In April 2013, Spirogen SARL retained Lazard, an investment banking firm, to identify a potential buyer. (Id. ¶ 21.) Discussions about a potential sale between Spirogen SARL and AstraZeneca ("AZ") did not begin until early July 2013, approximately six months after Frank left PJSC. (Id. ¶ 22.) PJSC did not provide any services to Spirogen relating to the AZ transaction. (Id. ¶ 24.) On October 15, 2013, AZ purchased a 50 percent or greater interest in the securities, assets or business of Defendant and its affiliates. (Pls. Local 56.1 Statement ("Pls. 56.1 Stmt.") ¶ 4.) The sale of Spirogen SARL to MedImmune, an affiliate of AZ, was publicly announced on October 15, 2013. (Def. 56.1 Stmt. ¶ 23.) The parties dispute the total amount of consideration paid as part of the AZ transaction. Plaintiffs claim that AZ paid $200 million in connection with the AZ transaction, including $163.5 million to or for the benefit of the shareholders of Spirogen SARL and $36.5 million into several escrow accounts. (Pls. 56.1 Stmt. ¶ 5.) Spirogen claims that AZ has paid only $173.5 million in connection with the transaction; of the remaining $26.5 million, Spirogen alleges that $16.5 million comprises payments that have not yet been realized from escrow, and that $10 million has been forfeited and returned to AZ. (Def. Resp. to Pls. 56.1 Stmt. ¶ 5.)

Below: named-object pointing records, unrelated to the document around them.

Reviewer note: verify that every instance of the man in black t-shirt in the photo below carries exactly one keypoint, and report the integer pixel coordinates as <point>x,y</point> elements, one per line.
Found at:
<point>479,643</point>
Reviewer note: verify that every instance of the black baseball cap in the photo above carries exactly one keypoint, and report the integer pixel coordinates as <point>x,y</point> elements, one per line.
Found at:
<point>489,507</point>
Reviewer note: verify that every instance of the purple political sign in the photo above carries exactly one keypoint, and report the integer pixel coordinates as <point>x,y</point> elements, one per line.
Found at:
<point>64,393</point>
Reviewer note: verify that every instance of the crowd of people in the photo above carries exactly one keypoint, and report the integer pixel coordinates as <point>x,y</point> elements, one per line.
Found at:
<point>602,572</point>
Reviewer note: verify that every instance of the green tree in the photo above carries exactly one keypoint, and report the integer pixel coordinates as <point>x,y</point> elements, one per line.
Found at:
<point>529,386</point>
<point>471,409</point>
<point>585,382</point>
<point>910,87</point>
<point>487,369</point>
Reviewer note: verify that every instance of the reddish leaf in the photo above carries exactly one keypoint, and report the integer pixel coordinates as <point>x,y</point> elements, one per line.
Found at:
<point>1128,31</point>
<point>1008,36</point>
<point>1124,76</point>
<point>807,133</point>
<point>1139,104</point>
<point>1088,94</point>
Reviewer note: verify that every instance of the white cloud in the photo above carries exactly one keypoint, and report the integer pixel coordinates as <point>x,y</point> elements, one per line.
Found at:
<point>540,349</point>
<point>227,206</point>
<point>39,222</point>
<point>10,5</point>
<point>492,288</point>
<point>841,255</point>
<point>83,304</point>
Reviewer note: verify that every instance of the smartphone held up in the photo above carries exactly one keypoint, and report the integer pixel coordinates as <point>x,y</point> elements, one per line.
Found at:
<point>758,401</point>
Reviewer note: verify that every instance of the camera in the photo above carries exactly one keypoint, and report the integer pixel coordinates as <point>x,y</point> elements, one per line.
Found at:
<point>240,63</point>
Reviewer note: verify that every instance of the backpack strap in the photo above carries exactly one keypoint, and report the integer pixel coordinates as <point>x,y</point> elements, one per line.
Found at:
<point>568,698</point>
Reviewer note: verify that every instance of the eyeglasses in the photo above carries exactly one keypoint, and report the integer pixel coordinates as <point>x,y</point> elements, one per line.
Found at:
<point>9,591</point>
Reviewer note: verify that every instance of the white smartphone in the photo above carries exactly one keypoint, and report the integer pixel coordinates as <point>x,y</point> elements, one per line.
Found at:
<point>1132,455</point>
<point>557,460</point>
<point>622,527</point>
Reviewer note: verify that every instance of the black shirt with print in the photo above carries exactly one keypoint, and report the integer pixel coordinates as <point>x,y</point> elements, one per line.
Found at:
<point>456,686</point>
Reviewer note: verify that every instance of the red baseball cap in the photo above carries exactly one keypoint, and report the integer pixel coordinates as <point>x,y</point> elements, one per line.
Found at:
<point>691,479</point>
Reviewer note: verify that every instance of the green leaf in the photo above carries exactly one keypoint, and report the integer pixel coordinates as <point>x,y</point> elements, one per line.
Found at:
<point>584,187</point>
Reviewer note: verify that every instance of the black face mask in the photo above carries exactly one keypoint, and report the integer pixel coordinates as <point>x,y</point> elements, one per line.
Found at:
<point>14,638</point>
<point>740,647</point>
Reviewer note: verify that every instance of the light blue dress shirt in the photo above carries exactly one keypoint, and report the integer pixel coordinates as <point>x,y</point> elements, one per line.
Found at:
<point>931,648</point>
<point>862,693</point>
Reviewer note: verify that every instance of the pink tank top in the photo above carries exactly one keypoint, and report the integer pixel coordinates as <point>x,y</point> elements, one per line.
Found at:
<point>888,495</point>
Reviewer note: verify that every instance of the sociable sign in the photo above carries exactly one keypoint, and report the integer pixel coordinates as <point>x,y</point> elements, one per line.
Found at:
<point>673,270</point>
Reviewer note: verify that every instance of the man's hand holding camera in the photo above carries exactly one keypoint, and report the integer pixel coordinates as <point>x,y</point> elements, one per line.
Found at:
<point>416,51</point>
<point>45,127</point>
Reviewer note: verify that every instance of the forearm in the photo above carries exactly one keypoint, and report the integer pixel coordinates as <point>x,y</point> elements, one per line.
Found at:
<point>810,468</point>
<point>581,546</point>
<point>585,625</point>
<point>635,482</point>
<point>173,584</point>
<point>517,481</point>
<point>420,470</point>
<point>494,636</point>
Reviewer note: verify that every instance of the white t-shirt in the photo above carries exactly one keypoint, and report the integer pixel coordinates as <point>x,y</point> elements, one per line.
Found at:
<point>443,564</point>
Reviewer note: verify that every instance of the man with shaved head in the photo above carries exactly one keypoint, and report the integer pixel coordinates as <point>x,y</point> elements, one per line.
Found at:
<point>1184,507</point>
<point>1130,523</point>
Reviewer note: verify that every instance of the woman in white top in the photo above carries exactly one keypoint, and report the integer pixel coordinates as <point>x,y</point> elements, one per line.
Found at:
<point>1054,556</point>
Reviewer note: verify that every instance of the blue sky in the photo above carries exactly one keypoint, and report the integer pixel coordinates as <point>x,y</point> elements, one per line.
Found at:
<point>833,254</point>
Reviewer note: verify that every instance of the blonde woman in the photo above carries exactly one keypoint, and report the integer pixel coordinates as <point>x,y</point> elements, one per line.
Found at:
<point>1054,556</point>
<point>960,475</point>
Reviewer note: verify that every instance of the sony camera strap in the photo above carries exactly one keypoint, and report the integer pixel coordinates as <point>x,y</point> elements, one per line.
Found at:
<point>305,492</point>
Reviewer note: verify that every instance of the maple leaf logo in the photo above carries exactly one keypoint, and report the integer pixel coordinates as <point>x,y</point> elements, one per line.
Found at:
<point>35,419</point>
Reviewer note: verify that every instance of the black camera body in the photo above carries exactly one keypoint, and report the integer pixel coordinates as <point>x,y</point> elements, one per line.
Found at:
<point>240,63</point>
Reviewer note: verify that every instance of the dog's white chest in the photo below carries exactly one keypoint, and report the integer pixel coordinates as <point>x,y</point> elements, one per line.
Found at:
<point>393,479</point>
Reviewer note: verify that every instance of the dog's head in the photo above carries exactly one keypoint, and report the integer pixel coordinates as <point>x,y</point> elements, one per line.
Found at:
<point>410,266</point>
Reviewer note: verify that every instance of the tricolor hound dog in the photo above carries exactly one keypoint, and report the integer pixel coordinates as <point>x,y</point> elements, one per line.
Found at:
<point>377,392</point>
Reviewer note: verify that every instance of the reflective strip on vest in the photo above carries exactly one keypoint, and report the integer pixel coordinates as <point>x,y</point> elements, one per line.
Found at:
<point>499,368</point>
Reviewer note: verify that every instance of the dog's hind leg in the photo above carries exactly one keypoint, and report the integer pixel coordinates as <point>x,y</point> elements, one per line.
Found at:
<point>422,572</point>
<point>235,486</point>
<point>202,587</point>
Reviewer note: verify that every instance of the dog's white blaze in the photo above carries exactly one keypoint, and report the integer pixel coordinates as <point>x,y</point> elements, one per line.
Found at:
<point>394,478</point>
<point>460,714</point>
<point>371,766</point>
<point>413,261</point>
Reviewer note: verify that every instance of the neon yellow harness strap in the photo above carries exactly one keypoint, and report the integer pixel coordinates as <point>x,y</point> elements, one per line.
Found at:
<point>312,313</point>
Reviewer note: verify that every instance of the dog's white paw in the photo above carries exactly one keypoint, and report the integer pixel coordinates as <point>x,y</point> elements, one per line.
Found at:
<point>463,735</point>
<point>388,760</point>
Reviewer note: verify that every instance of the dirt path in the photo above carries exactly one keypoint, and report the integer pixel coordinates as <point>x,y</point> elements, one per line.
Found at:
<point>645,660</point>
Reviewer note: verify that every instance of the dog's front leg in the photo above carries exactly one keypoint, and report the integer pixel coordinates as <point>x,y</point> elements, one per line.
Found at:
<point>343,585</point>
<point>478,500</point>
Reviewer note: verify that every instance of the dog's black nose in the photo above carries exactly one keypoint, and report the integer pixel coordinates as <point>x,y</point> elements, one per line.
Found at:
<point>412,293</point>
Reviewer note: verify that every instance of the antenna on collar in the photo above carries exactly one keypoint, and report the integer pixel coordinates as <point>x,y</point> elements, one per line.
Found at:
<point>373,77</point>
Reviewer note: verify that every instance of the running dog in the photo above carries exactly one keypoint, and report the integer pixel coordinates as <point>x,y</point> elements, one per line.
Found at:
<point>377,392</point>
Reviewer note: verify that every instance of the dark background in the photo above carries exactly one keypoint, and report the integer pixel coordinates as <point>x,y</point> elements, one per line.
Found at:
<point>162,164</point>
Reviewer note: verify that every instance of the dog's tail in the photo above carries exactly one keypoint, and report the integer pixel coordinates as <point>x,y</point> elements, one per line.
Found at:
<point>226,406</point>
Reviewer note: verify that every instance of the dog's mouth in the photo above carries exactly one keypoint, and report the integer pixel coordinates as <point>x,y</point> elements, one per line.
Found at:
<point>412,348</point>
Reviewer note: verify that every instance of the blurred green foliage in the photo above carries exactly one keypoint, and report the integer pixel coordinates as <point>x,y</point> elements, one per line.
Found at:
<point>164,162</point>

Defendant never sent PJSC a notice terminating the Agreement. (Pls. 56.1 Stmt. ¶ 3.) Defendant has not paid a fee to PJSC. (Id. ¶ 7.)

PJSC filed suit in New York state court on May 1, 2014, alleging breach of the Agreement, and seeking damages of no less than $3,750,000, plus pre-judgment interest and costs. Defendant removed the action to this Court on June 5, 2014. (Docket entry no. 1.)

DISCUSSION

Summary judgment is warranted if "the movant shows that there is no genuine dispute as to any material fact and the movant is entitled to judgment as a matter of law." Fed. R. Civ. P. 56(a). Material facts are those that "might affect the outcome of the suit under the governing law," and there is a genuine dispute where "the evidence is such that a reasonable jury could return a verdict for the nonmoving party." Rojas v. Roman Catholic Diocese of Rochester, 660 F.3d 98, 104 (2d Cir. 2011) (quoting Anderson v. Liberty Lobby, Inc., 477 U.S. 242, 248 (1986) (internal quotation marks omitted)). The Court must "construe all evidence in the light most favorable to the nonmoving party, drawing all inferences and resolving all ambiguities in its favor." Dickerson v. Napolitano, 604 F.3d 732, 740 (2d Cir. 2010) (citation omitted). When a properly supported motion for summary judgment is made, the non-moving party must set forth "specific facts showing that there is a genuine issue for trial." Anderson, 477 U.S. at 249 (internal quotation marks and citation omitted). If the evidence presented by the non-moving party "is merely colorable, or is not significantly probable," summary judgment may be granted. Id. at 250-51 (citations omitted). "[A] party may not rely on mere speculation or conjecture as to the true nature of the facts to overcome a motion for summary judgment . . . . [M]ere conclusory allegations or denials . . . cannot by themselves create a genuine issue of material fact where none would otherwise exist." Hicks v. Baines, 593 F.3d 159, 166 (2d Cir. 2010) (internal quotation marks and citation omitted).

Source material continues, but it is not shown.